The [*Benjamini-Hochberg procedure*](https://en.wikipedia.org/wiki/False_discovery_rate#Benjamini–Hochberg_procedure) is an alternative approach. Instead of controlling the FWER, this method controls the *proportion of the positive tests that are incorrect*, i.e. the proportion of rejected $H_0$'s that are Type I errors. This is known as the *false-discovery rate*, FDR.

If a vector of p-values is available, the `p.adjust()` function will compute the *adjusted* p-values according to the Benjamini-Hochberg method (or several other available methods). Adjusted p-values are sometimes called *q-values*. These can then be compared to the original $\alpha$ value.

In [4]:
# In our example, the Benjamini-Hochberg method is less conservative than Bonferroni: 
# The red dwarf p-value still appears to be significant when we use this method.

q_values <- p.adjust(p_values, method='BH')

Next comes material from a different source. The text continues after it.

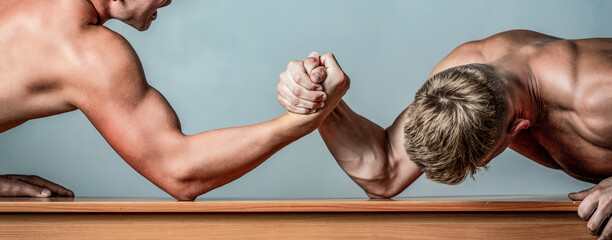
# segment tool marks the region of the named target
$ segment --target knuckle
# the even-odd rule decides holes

print(paste("with Benjamini-Hochberg correction, alpha =",signif(alpha,3),":"))
for(i in seq(1,n)){
    result <- ""
    if(q_values[i] < alpha) result <- "*** REJECT H0 ***"
    print(paste(i, type_key[i], ": q =", signif(q_values[i],3), result))
}

[1] "with Benjamini-Hochberg correction, alpha = 0.05 :"
[1] "1 Brown Dwarf : q = 0.00647 *** REJECT H0 ***"
[1] "2 Red Dwarf : q = 0.0261 *** REJECT H0 ***"
[1] "3 White Dwarf : q = 0.143 "
[1] "4 Main Sequence : q = 0.0699 "
[1] "5 Supergiant : q = 0.00732 *** REJECT H0 ***"
[1] "6 Hypergiant : q = 3.19e-06 *** REJECT H0 ***"


---